About Me

I am a long time baseball fan who became interesting in documenting the "missing" batter strikeouts a few years back as an outgrowth of my interest in the 1899 Cleveland Spiders. Grew up w/ the Big Red Machine. I now follow them and my new hometown, Detroit Tigers. Member of SABR off and on since 1979.

Thursday, August 16, 2012

Random 1890 AA thoughts

Well, I haven't made the time to post in a little while - summer does that, I suppose.

Anyway, I am slowly plugging my way through the 1890 AA - doing my same thing, entering lineups, retro stuff, and batter k's into my access database.
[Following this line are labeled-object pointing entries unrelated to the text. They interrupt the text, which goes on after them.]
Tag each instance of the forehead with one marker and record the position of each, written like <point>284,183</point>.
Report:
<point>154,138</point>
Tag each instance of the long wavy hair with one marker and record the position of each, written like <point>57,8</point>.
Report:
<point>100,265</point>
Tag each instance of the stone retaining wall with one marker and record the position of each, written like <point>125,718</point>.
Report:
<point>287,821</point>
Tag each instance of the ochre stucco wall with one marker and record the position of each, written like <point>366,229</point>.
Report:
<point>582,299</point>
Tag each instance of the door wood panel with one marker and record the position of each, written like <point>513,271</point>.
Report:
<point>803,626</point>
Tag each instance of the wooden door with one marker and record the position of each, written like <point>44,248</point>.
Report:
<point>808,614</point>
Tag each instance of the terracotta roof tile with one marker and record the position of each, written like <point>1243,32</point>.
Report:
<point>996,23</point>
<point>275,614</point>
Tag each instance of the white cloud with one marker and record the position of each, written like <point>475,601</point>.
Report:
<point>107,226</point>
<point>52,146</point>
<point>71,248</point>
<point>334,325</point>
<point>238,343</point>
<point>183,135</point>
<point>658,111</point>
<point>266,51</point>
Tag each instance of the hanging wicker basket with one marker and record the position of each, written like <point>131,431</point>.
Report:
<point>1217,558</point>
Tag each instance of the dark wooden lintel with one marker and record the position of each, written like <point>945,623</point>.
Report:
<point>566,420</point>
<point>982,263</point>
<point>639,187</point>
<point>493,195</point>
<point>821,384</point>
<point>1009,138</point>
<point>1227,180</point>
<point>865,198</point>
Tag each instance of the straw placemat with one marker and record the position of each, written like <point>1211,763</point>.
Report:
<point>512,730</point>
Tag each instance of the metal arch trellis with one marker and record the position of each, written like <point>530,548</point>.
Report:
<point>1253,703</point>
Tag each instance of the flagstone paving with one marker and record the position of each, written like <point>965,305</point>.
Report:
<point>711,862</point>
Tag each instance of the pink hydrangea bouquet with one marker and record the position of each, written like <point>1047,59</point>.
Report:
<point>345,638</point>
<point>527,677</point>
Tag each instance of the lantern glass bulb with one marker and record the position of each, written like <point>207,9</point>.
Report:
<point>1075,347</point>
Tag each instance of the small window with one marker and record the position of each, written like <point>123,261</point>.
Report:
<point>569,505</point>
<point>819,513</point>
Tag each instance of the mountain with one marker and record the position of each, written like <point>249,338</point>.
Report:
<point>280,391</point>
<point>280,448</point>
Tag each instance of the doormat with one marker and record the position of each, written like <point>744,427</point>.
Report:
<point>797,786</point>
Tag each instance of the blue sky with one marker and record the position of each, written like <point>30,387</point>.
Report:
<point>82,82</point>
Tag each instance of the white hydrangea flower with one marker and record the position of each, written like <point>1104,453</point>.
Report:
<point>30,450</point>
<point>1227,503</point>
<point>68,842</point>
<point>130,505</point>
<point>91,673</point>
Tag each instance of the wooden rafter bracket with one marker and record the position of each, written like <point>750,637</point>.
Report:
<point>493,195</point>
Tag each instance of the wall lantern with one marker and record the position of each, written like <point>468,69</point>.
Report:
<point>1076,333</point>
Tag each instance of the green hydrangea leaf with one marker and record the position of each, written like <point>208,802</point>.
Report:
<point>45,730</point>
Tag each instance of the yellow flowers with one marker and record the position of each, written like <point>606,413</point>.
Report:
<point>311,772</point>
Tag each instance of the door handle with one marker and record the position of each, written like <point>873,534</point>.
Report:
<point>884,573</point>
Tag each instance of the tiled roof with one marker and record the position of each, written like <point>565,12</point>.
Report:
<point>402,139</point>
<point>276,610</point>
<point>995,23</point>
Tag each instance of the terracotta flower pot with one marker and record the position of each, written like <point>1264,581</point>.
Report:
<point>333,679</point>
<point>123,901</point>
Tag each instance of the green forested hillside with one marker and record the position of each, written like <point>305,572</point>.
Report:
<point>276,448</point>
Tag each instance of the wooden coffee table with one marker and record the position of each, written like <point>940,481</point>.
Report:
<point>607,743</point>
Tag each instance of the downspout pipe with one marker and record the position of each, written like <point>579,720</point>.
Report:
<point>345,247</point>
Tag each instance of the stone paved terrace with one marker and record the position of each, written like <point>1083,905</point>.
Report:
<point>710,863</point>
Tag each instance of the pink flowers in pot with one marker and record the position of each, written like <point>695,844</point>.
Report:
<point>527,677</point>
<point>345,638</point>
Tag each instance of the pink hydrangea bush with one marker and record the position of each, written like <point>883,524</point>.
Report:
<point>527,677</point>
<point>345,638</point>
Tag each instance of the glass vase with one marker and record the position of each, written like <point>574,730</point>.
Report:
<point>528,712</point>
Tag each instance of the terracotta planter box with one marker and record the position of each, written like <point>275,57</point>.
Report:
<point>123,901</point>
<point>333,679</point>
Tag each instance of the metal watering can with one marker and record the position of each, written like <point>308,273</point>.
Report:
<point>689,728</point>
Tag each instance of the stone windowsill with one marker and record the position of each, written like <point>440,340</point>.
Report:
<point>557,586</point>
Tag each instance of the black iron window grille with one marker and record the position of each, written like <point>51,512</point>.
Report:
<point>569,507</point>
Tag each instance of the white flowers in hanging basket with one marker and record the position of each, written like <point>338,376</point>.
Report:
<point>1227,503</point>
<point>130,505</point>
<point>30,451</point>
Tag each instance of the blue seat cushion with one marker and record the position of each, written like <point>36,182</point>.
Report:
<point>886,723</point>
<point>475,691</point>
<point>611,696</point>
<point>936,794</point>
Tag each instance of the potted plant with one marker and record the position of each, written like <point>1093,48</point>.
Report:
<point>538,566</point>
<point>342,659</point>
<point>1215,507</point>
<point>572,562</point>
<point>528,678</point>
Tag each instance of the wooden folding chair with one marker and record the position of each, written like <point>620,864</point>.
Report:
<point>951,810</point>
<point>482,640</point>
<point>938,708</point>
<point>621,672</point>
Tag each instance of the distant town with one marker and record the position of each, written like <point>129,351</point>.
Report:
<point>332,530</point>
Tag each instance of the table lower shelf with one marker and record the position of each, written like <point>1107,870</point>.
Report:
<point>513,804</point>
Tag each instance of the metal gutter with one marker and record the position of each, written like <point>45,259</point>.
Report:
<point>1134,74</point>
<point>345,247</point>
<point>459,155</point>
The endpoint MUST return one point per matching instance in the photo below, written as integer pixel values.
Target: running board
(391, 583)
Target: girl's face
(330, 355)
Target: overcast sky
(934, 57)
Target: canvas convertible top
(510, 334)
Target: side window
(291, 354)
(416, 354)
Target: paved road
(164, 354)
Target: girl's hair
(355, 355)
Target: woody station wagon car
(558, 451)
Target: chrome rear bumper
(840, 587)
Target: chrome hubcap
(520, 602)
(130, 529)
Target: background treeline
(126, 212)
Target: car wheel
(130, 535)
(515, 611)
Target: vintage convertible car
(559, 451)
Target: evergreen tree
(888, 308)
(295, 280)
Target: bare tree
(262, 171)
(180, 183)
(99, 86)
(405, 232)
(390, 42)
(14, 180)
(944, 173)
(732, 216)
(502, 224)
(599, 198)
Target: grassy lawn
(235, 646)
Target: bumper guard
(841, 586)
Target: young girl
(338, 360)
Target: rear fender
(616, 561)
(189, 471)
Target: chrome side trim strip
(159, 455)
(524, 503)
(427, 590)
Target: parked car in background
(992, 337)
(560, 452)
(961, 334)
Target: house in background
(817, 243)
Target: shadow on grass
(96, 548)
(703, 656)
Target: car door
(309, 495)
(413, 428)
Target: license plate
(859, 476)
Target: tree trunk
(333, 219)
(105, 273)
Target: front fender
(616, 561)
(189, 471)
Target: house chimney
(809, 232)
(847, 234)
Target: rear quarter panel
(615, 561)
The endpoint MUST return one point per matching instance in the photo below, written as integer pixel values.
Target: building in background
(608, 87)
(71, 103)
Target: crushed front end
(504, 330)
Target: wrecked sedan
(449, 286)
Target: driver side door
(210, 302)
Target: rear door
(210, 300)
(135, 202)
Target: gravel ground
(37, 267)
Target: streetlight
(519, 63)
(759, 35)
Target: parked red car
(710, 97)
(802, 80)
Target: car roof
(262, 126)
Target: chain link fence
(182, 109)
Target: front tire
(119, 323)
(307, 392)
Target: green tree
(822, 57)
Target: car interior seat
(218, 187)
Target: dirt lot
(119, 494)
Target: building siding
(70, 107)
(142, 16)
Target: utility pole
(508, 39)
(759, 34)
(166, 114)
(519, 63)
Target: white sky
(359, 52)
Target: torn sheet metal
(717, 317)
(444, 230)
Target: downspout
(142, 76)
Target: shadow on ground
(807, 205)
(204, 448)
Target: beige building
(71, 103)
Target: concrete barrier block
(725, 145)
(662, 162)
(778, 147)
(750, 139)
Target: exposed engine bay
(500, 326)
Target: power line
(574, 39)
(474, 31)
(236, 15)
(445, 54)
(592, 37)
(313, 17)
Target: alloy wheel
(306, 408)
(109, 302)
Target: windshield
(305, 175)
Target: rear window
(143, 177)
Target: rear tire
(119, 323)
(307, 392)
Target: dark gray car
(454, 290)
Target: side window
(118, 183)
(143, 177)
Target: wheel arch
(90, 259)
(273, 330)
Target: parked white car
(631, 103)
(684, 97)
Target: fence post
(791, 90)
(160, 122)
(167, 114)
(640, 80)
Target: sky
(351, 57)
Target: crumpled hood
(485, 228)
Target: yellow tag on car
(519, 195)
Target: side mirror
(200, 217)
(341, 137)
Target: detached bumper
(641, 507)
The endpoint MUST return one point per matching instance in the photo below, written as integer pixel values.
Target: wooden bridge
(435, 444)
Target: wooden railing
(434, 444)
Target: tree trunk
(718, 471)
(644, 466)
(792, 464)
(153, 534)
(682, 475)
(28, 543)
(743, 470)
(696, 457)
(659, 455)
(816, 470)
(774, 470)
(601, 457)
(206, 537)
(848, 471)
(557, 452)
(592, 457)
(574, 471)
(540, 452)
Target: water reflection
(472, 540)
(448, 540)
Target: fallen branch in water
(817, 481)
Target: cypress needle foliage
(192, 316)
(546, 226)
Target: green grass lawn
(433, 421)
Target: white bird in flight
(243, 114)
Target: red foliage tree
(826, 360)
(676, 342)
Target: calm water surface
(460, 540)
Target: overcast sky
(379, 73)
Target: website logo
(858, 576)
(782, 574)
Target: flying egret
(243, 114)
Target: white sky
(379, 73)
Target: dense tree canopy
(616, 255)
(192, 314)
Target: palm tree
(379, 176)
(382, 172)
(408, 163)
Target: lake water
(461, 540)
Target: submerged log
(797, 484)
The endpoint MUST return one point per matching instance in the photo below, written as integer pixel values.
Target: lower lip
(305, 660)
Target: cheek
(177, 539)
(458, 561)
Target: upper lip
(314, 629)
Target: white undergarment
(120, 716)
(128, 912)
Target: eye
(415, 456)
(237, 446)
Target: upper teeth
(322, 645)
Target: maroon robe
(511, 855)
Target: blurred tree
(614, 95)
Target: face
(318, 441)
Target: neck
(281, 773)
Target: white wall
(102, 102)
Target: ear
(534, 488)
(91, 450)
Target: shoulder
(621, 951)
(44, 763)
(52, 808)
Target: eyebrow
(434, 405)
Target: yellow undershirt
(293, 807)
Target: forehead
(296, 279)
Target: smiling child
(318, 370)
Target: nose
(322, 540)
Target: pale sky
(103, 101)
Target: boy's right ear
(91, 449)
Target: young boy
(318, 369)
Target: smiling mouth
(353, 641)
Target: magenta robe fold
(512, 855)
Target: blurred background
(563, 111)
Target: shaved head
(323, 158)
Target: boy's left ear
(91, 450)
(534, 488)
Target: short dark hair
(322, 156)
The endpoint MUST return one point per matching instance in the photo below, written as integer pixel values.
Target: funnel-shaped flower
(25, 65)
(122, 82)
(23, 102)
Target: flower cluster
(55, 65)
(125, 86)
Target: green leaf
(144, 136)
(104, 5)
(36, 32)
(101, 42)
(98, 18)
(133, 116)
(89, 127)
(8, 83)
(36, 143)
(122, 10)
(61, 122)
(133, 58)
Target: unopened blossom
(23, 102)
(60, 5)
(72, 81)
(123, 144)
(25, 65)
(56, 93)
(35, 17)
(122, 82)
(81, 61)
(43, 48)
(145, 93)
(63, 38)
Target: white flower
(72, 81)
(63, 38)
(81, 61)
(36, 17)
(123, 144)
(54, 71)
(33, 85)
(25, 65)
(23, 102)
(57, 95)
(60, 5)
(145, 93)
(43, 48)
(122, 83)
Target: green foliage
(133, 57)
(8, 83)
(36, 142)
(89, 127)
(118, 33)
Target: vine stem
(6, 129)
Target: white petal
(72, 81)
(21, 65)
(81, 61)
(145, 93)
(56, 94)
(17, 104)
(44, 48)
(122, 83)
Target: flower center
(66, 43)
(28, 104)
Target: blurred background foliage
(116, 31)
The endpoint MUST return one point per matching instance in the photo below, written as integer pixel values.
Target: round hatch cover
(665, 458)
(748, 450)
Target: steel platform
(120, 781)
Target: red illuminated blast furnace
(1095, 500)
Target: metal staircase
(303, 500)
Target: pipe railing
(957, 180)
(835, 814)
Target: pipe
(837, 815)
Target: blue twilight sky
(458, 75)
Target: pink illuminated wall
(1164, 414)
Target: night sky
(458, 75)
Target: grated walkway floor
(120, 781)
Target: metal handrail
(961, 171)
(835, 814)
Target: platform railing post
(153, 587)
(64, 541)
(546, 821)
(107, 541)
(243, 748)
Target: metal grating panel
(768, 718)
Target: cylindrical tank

So far, I have entered the home games for the following teams - Rochester, Philadelphia, Brooklyn, Louisville, & am into July with Syracuse.  
For those familiar with base ball in 1890, this was one of those years with 3 "major" leagues, the other being 1884.    As a result, you tend to see a few things that you wouldn't normally.

First, coming from my research in 1887-8, where the cities were ones that I had considered major cities, I lept into the 1890 AA, which played ball in Toledo, Columbus, Syracuse, & Rochester, cities that I don't normally think of as "major league".   In 1889, in fact, Toledo had a good deal of its team on its International League entry, the "Black Pirates";  Syracuse & Rochester were the same.   Brooklyn started the 1890 season with its only AA entry, which was "abandoned" in late August, only to be replaced by Baltimore, which had operated in the Atlantic League.   I am thinking Baltimore may be the last "team" to operate as a minor and major league team in the same season.   Granted, the 1890 Orioles did pick up a number of players from other AA teams, but it was still Billy Barnie's Atl League team (as well as his 1889 AA team).

Why for all of the jumble and use of "minor league" teams - that is pretty apparent - the Players League was added to the mix, which resulted in NL/AA players jumping to the PL and the AA scrambling to have a team.   David Nemec's "Beer and Whisky League" book does a much better job of explaining this all, I am finding it fascinating dealing with players that I had never heard of.   I would be curious to know what percentage of players in the 1890 AA only played that 1 season  (NL & PL as well).   With the minor league fill-ins, it seems like a lot.   I imagine someone could argue if the 1890 AA was really of "Major League" quality or if it really was a mostly a minor league in Major League clothing.  


One thing that I discovered when going through the Louisville games was a wholy different "walk-off" rule than I had ever heard of.
I first ran across this when doing the Louisville home games.  

On April 19, 1890, Louisville scored 2 in the bottom of the 10th to
beat St. Louis 5-3. Louisville did bat last in this
game. According to the Philadelphia Inquirer, Shinnick singled home
2 runners in the bottom of the 10th with 1 out to win it for the Colonels.
I had never heard of 2 runs in a "sudden death" situation w/ a
non-homer in any era (let alone in this era).  

I posted this to the 19th century Yahoo group and Cliff Blau graciously responded with the following:

The rule at the time was that on a game-winning play such as this,
the game continued until the play was over. I came across one
instance where the defensive team didn't bother to field the ball and
the batter circled the bases for a homer.

The 1889 rules state:

"If the side last at bat in the ninth inning scores the winning run
before the third man is out, the game shall terminate, upon the
return of the ball to the pitcher."


Cliff later noted that the rule must have been changed soon after, because by 1894 it said that the game ended with the "winning run".  I have run across a couple of other occurrences of this, both at Louisville, on April 29 and June 11.  Interesting coincidence that these all occurred in Louisville?  Not sure.

That is all for today.  Hope I can be more diligent on blog entries as I have a ton of stuff to post, but less intiative and skill.  Hope whoever is reading these posts are enjoying them.